Afasta-nos do mal, do egoísmo, da injustiça,
da intolerância e da dispersão.
Dá-nos tua paz, tua bênção, teu consolo,
tua serenidade e tua sabedoria,
para que transformemos nosso presente
na vontade do Pai que está nos céus.
(Dom Pedro Casaldáliga – Bispo emérito de São Félix do Araguaia, MT.
Trad. Roberto E. Zwetsch.)
Vem, Espírito Santo
Se habitas apenas nos corações que são fiéis,
como poderei ser abençoado por ti?
Ó Espírito Santo, vem habitar em meu coração infiel,
transforma-o num coração que guarda fidelidade.
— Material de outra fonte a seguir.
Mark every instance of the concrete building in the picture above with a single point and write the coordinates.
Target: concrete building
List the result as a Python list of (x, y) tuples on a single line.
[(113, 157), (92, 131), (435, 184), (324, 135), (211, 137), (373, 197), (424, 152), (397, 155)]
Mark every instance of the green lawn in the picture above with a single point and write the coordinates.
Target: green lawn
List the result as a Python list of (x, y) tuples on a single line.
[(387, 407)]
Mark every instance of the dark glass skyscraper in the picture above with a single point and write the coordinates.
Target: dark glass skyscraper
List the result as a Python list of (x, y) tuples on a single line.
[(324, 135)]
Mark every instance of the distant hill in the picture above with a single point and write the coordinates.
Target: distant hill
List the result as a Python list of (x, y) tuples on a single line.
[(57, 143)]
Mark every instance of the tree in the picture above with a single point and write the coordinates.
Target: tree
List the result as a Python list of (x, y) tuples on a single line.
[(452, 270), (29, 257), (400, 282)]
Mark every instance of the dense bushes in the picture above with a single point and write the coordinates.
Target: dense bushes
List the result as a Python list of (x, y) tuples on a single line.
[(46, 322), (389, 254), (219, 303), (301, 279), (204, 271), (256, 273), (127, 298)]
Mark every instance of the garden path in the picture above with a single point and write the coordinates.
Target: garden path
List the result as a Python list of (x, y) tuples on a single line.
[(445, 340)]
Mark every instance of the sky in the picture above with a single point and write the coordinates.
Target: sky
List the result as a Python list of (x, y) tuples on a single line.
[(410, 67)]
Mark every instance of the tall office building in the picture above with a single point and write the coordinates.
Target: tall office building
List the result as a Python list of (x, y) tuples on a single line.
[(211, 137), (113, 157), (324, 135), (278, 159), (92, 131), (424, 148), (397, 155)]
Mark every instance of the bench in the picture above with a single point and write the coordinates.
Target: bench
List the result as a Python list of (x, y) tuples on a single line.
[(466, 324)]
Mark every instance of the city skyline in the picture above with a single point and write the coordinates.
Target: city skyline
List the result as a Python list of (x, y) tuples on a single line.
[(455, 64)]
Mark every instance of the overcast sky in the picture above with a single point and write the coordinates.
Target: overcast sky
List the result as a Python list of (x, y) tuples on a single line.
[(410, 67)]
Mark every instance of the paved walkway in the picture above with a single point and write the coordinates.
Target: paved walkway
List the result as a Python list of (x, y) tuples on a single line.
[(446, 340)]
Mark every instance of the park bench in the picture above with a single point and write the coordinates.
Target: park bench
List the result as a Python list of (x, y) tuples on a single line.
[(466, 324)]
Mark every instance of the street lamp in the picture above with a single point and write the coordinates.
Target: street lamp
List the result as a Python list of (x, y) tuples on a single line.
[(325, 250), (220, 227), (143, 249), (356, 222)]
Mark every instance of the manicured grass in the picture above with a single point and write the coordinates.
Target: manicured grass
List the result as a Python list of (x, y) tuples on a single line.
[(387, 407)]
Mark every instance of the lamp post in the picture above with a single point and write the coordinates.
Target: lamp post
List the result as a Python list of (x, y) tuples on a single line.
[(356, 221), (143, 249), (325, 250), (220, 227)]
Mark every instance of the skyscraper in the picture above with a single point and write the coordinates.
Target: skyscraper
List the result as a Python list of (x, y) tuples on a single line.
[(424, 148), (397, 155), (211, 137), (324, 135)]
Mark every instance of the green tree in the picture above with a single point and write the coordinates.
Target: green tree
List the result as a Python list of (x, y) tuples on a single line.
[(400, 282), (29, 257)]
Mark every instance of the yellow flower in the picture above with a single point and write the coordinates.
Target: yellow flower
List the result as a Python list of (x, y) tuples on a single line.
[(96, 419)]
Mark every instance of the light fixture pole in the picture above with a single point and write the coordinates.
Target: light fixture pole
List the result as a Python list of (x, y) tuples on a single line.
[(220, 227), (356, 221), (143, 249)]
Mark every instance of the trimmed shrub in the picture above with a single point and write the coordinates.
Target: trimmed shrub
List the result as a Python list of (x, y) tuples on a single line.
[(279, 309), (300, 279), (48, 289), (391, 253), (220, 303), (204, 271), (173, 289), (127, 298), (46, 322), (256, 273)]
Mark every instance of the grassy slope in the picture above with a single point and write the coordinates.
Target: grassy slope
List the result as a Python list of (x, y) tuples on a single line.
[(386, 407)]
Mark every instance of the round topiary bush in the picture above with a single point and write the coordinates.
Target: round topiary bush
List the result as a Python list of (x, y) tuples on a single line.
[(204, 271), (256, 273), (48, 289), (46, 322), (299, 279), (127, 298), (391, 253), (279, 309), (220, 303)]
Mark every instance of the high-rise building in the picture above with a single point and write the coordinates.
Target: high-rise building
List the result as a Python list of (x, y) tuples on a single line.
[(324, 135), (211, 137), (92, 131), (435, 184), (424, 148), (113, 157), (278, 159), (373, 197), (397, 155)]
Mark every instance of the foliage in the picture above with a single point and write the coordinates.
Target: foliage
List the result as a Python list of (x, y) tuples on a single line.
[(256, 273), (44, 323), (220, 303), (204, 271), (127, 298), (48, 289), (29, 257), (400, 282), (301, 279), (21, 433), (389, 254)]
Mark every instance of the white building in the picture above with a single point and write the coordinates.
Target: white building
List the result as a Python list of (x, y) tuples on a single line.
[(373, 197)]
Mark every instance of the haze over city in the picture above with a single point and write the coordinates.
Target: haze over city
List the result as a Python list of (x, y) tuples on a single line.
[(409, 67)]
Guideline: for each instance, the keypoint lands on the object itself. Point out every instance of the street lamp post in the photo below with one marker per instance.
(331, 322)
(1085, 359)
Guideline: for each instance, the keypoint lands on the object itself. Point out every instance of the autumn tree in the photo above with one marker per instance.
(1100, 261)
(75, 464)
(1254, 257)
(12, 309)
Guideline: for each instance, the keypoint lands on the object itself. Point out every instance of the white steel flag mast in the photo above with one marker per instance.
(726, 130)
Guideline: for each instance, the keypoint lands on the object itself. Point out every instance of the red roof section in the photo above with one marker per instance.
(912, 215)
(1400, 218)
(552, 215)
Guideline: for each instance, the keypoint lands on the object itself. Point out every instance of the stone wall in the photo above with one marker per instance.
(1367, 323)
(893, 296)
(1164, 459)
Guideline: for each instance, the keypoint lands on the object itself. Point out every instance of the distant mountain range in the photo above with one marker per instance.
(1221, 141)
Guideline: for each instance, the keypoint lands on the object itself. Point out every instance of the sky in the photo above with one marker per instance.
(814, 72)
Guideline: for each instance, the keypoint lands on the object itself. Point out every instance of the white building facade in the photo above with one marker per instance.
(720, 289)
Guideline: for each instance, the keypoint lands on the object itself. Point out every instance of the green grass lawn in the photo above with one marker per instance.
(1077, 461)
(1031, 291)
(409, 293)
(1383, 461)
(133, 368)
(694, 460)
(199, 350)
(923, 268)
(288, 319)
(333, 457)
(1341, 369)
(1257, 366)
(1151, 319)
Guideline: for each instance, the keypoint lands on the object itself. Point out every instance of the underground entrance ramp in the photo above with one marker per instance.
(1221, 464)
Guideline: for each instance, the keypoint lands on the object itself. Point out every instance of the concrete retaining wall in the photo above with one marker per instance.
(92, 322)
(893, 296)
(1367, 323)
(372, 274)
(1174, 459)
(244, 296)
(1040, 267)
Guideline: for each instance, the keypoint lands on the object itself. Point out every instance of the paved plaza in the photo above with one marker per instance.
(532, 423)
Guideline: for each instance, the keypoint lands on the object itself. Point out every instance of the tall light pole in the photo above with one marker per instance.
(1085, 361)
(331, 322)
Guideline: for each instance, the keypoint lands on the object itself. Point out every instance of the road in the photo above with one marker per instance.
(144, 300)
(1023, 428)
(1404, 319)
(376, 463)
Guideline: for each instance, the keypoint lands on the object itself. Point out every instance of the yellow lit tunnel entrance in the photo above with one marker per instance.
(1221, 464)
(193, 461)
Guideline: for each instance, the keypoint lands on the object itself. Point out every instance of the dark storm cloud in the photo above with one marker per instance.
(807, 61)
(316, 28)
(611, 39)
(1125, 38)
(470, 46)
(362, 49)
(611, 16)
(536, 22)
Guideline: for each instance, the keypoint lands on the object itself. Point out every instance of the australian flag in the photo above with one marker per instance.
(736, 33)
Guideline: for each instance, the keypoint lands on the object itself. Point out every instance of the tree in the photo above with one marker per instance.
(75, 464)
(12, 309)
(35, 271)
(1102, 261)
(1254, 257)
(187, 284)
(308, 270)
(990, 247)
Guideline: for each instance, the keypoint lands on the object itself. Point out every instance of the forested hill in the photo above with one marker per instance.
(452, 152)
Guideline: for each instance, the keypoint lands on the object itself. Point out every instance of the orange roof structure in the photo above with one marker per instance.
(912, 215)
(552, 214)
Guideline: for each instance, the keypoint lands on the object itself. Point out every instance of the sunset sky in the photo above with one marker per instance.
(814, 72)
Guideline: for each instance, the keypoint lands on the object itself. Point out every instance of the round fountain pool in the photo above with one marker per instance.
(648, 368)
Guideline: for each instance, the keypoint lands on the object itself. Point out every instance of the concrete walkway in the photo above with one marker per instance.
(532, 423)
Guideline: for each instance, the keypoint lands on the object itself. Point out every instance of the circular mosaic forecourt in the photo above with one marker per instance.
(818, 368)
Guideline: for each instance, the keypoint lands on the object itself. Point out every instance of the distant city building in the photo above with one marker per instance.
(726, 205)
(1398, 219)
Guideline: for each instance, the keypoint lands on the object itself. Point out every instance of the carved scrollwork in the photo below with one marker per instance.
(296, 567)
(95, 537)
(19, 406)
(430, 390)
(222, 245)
Se habitas apenas nos corações que são puros,
como poderei ser abençoado por ti?
Ó Espírito Santo, vem habitar em meu coração imundo
e faze com que seja um coração puro.
Se habitas apenas nos corações que são misericordiosos,
como poderei ser abençoado por ti?
Ó Espírito Santo, vem habitar em meu coração impiedoso
e transforma-o para que seja um coração misericordioso.
Se habitas apenas nos corações que são justos,
como poderei ser abençoado por ti?
Ó Espírito Santo, vem habitar em meu coração injusto,
e transforma-o num coração justo.
Se habitas apenas nos corações que creem,
como poderei ser abençoado por ti?
Ó Espírito Santo, vem habitar em meu coração descrente,
e transforma-o num coração que crê.
Ó Espírito Santo, quando tu entrares no meu coração,
serei ricamente abençoado.
Minha alegria então será a de um cego
que reconquistou a visão,
a de um surdo que reconquistou a audição,
a de um mudo que reconquistou a fala.
Tão grande será minha alegria.
Ó Espírito Santo, entra em meu coração. Amém.
(Johnson Gnanabaranam – cristão luterano da Índia, professor universitário e poeta.)
Nota:
1 Todos disponíveis no Portal Luterano.
Bibliografia
GNANABARANAM, Johnson. Senhor, renova-me. Reflexões. Trad. Lindolfo Weingärtner. São Leopoldo: Sinodal, 1993.
SCHWANTES, Milton. Auxílio homilético sobre Números 11.11-12; 14-17; 24-25. In: DREHER, Carlos A.; KIRST, Nelson (Coord.). Proclamar Libertação
VIII. São Leopoldo: Sinodal, 1982. p. 205-212.
Proclamar libertação é uma coleção que existe desde 1976 como fruto do testemunho e da colaboração ecumênica. Cada volume traz estudos e reflexões sobre passagens bíblicas. O trabalho exegético, a meditação e os subsídios litúrgicos são auxílios para a preparação do culto, de estudos bíblicos e de outras celebrações. Publicado pela Editora Sinodal, com apoio da Igreja Evangélica de Confissão Luterana no Brasil (IECLB).